Provider Retention in High Need Areas. Conclusions

12/22/2014

Combining data on NHSC program participants from administrative sources with Provider360 and Medicare data, we examined the retention trends in HPSA locations of participants in comparison to non-participants serving in HPSAs.  We found that about 49% of NHSC Primary Care (PC) participants were located in the same HPSA one year after obligation completion and 82% were located in any HPSA.  Also, by the 6th year after obligation, 35% of participants were located in same the HPSA and 72% of them in any HPSA.

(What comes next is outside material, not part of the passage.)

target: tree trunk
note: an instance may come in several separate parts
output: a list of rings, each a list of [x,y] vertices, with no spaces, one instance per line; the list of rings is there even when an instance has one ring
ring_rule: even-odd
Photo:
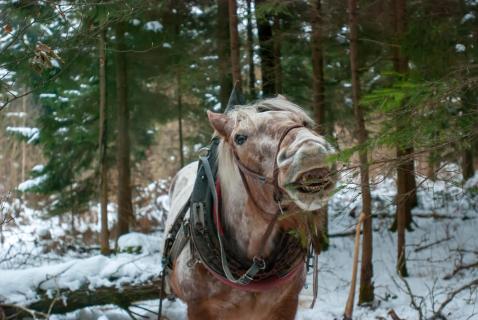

In comparison, non-participant primary care retention in HPSAs is higher, but the difference was much bigger for retention in same HPSA than retention in any HPSA locations.  We found that 91 % of the non-participants working in primary care HPSAs remain in the same county same HPSA in the first year after they are first observed in a HPSA.  The retention rate declines constantly over the years, such that the retention rate reaches 69% in the 6th year since start year.  The rates are higher in the case of ‘any HPSA’, ranging from 95% in the first year since start year to 82% in the 6th year since start year.

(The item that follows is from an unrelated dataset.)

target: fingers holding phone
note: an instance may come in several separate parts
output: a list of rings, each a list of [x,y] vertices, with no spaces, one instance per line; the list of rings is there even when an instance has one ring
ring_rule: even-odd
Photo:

These findings indicate that much of the geographic mobility of participants that occurs after program completion is from one HPSA to another.  Moreover, the convergence of retention rates over the longer run implies that after an initially higher mobility, NHSC participants have better retention in HPSAs than non-participants.  Also, participants are only slightly more likely than non-participants to relocate within a county to a non-HPSA zip code or to relocate to a non-HPSA county.  The findings are of similar magnitude for providers serving in mental health HPSAs.

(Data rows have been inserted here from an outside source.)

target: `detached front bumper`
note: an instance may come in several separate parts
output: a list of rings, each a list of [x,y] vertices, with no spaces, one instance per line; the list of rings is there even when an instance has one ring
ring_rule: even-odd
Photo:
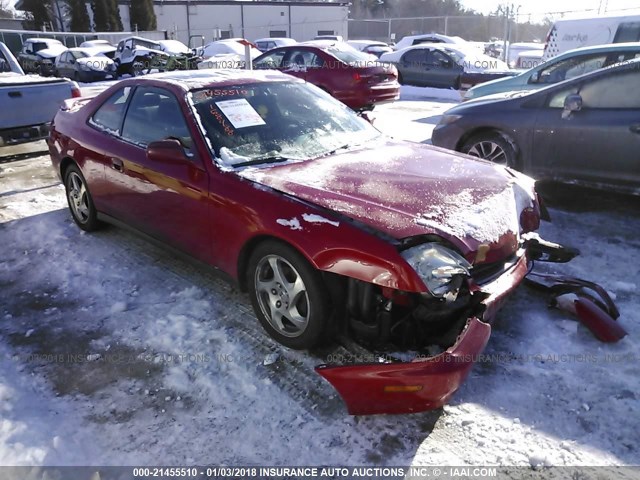
[[[524,254],[492,282],[482,318],[467,320],[453,346],[433,357],[411,362],[319,365],[316,371],[338,391],[351,415],[415,413],[443,406],[460,388],[491,335],[491,323],[528,271]]]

Next, controlling for demographic characteristics, cohort, calendar year, and local area economic characteristics in a multivariate regression framework reduces the mean retention differences discussed above.  The regression-adjusted difference between participants and non-participants’ probability to remain in the same HPSA same county location is -37% in the first year since separation/start and it is -21% in the 6th year since separation/start year in the case of primary care providers.  The similarly calculated difference for the ‘any HPSA’ outcome shows a -11% difference in the first year and a -8% difference in the 6th year since separation/start year.

In addition, the regression analysis revealed that retention rises significantly with age, but differences by gender, provider type and Census division are small.  Also retention is significantly related to zip code-level economic characteristics such as the poverty rate and other local area characteristics (at the zip code level), like percent White, percent Black or percent individuals with a high school degree that are ages 25 or above.  These effects suggest that providers select into underserved areas based on the strength of their preferences for serving underserved populations.

Finally, our findings are consistent with an economic model predicting higher non-participant retention in HPSAs due to their self-selection into HPSAs without the financial inducement of NHSC programs.  As we show in Chapters VI and VIII, the model predicts that NHSC programs increase total provider-years in HPSAs when the HPSA retention among participants is lower than that of non-participants.